Déplacements 

 

Les pièces accumulées durant le temps de la résidence de Rachel Poignant sont une collection d'accidents : ce sont des rebuts, des déchets de la machine relevés par l'artiste. Quelques lignes écrites rétrospectivement par Rachel Poignant au sujet de ses premières réalisations étonnent par leur écho avec la démarche suivies au cours de la résidence : « en amont de la production, fabriquer/suivre/observer. Déclarativement sans projet, je veux être au plus près de la chose en train de se faire ». C'est en effet cette attitude qu'a adoptée l'artiste, suivant la chaine de production et récoltant les morceaux de terre formés par la machine. A cette activité se sont ajoutés des gestes sur la matière, empruntés souvent à celui des ouvriers qui interviennent sur la chaine, des gestes techniques donc, conditionnés par la machine qui se trouvent ainsi devenir des gestes premiers d'un travail sculpturale de l'argile. Il s'ensuit que l'ensemble des réalisations forment un aller – retour entre la machine et le geste, sans que le second prennent le pas sur l'autre mais comme deux manières d'être « au plus près de la chose en train de se faire ». Si Rachel Poignant utilise le terme de « pièces » au sujet de son travail, c'est pour souligner que chaque réalisation s'inscrit dans se « faire » comme un processus, celui de la résidence bien sûr, mais aussi et plus généralement celui d'une démarche qui travaille dans un temps long.

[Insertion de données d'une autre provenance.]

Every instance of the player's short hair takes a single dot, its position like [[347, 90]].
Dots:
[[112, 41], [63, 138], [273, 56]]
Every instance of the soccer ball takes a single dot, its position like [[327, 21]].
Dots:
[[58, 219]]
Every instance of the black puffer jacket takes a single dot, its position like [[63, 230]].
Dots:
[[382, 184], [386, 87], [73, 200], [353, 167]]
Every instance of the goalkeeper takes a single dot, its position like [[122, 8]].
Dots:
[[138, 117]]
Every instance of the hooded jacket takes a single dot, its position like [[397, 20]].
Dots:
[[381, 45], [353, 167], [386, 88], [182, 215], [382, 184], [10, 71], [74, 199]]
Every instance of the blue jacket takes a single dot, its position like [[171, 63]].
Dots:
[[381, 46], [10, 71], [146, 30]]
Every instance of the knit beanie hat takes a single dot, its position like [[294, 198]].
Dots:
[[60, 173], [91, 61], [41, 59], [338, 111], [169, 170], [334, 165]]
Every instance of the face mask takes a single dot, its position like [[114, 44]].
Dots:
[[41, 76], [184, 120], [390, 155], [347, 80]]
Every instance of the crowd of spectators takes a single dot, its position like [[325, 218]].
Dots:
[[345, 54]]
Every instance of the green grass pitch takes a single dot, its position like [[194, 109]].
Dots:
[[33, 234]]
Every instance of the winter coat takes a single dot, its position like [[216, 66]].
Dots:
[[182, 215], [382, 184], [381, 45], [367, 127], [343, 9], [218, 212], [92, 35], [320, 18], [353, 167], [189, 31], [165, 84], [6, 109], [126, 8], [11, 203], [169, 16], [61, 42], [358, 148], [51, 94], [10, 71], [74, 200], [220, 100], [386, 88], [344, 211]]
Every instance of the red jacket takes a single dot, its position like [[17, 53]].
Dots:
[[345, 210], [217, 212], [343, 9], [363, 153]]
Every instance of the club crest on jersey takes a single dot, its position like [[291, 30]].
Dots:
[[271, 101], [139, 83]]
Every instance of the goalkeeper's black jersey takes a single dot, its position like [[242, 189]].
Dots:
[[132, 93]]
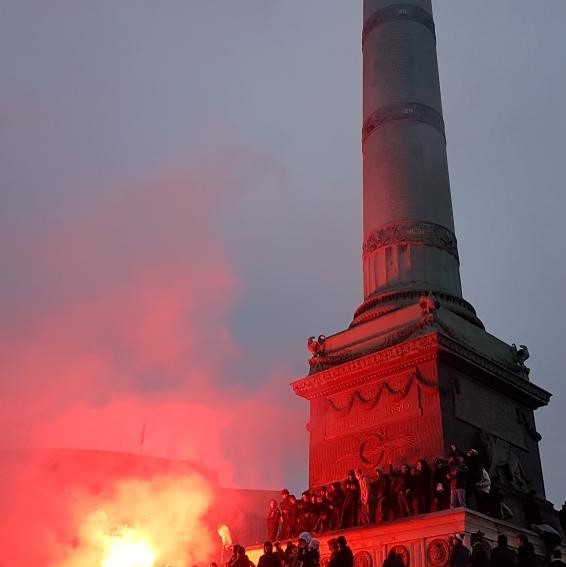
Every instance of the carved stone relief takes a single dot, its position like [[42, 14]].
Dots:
[[438, 553], [362, 559]]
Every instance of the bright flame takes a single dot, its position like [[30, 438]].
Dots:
[[128, 551], [225, 535]]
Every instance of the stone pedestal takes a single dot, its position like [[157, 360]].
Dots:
[[424, 541], [407, 385]]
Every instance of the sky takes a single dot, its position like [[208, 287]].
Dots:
[[181, 208]]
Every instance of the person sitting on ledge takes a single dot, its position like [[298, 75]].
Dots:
[[460, 554], [526, 552], [503, 555], [457, 471], [393, 560]]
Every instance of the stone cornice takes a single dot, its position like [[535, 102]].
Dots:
[[399, 357], [537, 395]]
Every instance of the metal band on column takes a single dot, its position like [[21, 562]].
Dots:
[[407, 232], [413, 111], [395, 13]]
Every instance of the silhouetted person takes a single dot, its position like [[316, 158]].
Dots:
[[381, 489], [440, 486], [473, 463], [304, 508], [269, 558], [335, 497], [334, 560], [290, 554], [532, 509], [279, 552], [562, 516], [287, 515], [459, 554], [422, 485], [481, 550], [293, 515], [482, 489], [556, 559], [351, 499], [393, 560], [322, 522], [401, 486], [305, 556], [365, 496], [345, 552], [314, 548], [503, 555], [526, 556], [242, 560], [273, 518], [457, 474]]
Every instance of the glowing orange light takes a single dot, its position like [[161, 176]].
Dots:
[[128, 551], [225, 535]]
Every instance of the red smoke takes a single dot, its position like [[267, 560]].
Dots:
[[118, 338]]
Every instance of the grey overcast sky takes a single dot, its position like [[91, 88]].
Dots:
[[264, 96]]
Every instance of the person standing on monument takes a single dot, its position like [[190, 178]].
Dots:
[[526, 552], [333, 548], [422, 484], [287, 515], [562, 516], [459, 554], [336, 503], [556, 559], [351, 499], [402, 486], [268, 559], [365, 495], [305, 556], [457, 474], [393, 560], [345, 554], [482, 489], [440, 485], [273, 518], [503, 555], [381, 489], [472, 461], [481, 550]]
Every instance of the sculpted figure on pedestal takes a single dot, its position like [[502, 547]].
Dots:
[[520, 356], [316, 346]]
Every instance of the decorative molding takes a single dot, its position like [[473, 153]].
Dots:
[[375, 446], [320, 363], [438, 553], [362, 559], [358, 370], [407, 232], [522, 419], [408, 111], [395, 388], [395, 13], [403, 552]]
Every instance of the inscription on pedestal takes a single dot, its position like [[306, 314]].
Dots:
[[360, 418]]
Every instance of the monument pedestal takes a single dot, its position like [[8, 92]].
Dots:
[[427, 380], [423, 541]]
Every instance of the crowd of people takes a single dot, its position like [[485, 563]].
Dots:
[[481, 554], [458, 480], [306, 553]]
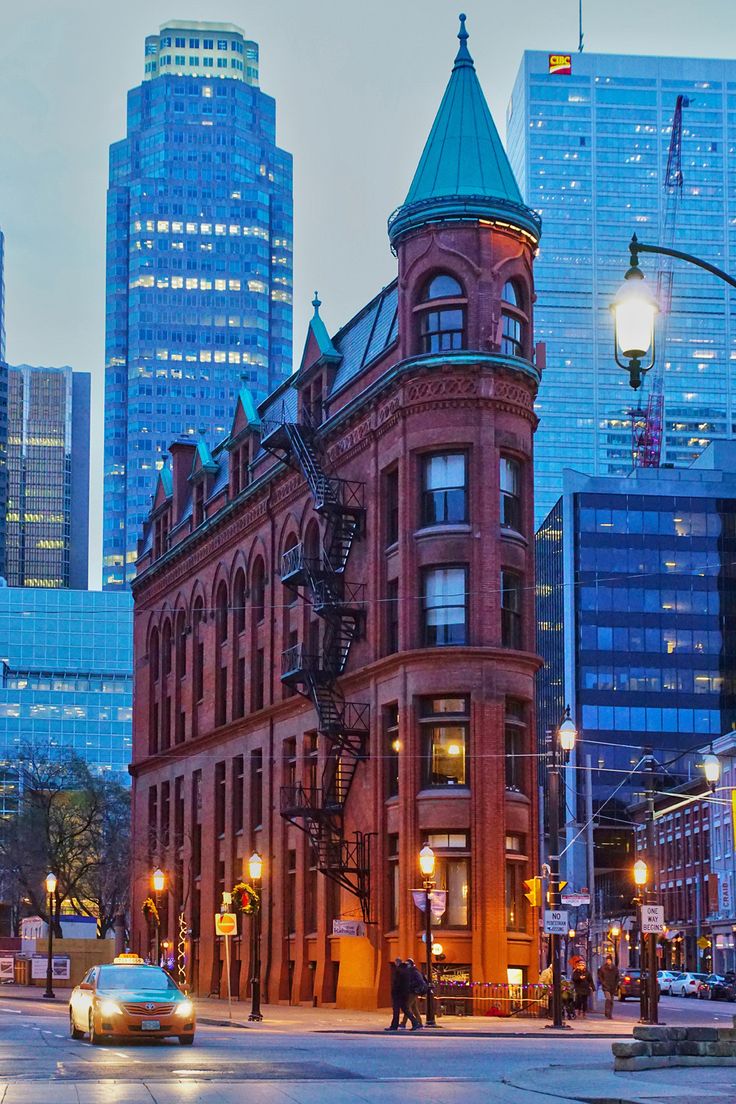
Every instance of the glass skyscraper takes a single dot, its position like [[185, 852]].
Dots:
[[48, 513], [637, 626], [66, 660], [199, 263], [589, 149]]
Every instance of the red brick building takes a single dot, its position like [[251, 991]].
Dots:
[[334, 617]]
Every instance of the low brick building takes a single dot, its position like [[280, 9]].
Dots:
[[334, 618]]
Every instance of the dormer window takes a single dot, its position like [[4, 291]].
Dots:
[[513, 320], [441, 315]]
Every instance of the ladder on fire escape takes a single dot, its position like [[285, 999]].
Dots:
[[344, 725]]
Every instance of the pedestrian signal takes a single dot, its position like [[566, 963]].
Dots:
[[533, 891]]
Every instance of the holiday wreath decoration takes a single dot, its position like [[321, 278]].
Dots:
[[149, 911], [245, 898]]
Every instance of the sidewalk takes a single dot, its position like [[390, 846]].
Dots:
[[597, 1084], [286, 1018]]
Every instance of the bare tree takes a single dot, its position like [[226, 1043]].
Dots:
[[74, 824]]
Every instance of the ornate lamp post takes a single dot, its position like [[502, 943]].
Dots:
[[255, 871], [159, 880], [635, 308], [427, 869], [563, 742], [51, 889]]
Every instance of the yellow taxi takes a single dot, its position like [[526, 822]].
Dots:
[[130, 1000]]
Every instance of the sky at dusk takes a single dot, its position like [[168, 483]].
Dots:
[[356, 87]]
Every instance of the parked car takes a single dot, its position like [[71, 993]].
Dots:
[[664, 979], [686, 985], [715, 987], [629, 984]]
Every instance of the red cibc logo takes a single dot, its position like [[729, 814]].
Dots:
[[561, 64]]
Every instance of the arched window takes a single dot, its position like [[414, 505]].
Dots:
[[166, 648], [199, 649], [258, 591], [238, 602], [441, 315], [153, 656], [513, 321]]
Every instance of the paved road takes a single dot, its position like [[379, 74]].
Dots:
[[40, 1064]]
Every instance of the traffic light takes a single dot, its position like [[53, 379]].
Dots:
[[533, 891]]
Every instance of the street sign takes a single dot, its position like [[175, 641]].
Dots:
[[555, 921], [652, 917], [575, 900], [225, 923]]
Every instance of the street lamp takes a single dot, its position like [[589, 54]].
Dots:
[[712, 768], [563, 742], [255, 871], [51, 889], [427, 869], [159, 880], [635, 308], [615, 933]]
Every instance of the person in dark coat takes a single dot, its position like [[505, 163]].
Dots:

Robert Smithson notait au sujet de l'oeuvre d'Eva Hesse que celle-ci « était très rationnelle, mais comme une lutte avec des forces irrationnelles qui la traversaient » . Comment ne pas songer à une circulation entre ces deux pôles en voyant les œuvres de Rachel Poignant réalisées durant sa résidence à la tuilerie Monier. Déposée devant nous, l'accumulation des éléments en terre prennent pour certains un aspect informe, d'autres évoquent des courbes charnelles soulignées par la dimension organique de la terre, d'autres enfin sont l'enregistrement de traces mécaniques, les empreintes précises de l'outil. Je ne suis pas sûr que le terme de « lutte », avec l'imaginaire qu'il convoque d'un territoire à conquérir, convienne le mieux pour l'oeuvre d'Eva Hesse. Je ne pense pas non plus qu'il corresponde à la démarche de Rachel Poignant où il s'agit de coexistences et de superpositions de champs, de formes, de matières, de gestes. Si Rachel Poignant souligne l'importance qu'eut pour elle l'oeuvre d'Eva Hesse, si son travail n'est pas sans relation avec celui de l'artiste américaine, à travers certaines textures et matériaux qu'elle utilise, c'est certainement dans cette circulation entre rationnel et irrationnel que se trouve une affinité plus profonde. 

Lors de la résidence, ce fut la machine qui se chargea en quelque sorte de la forme. Dans le reste de sa démarche, Rachel Poignant confie cette tâche à des moules, laissant travailler la matière en dehors de son regard. On pourrait s'étonner de la dimension très picturale des œuvres récentes que sont les bas reliefs, avec le motif de la grille mais aussi et surtout avec ces surfaces carrées qui ont une densité de couleur particulière, révélant de fines variations dans les reliefs ou sur les bords. Ces œuvres procèdent néanmoins de gestes très sculpturaux, si on considère que le travail de la matière préexiste à la surface. Si ces œuvres se situent donc entre peinture et sculpture, il serait absurde de vouloir faire correspondre ces termes avec l'opposition entre rationnel et irrationnel. Mais chacun de ces couples nous indique par contre que l'oeuvre de Rachel Poignant se situe dans un écart, dans un déplacement, opéré dans le temps long de l'atelier ou celui, plus ramassé, de la résidence.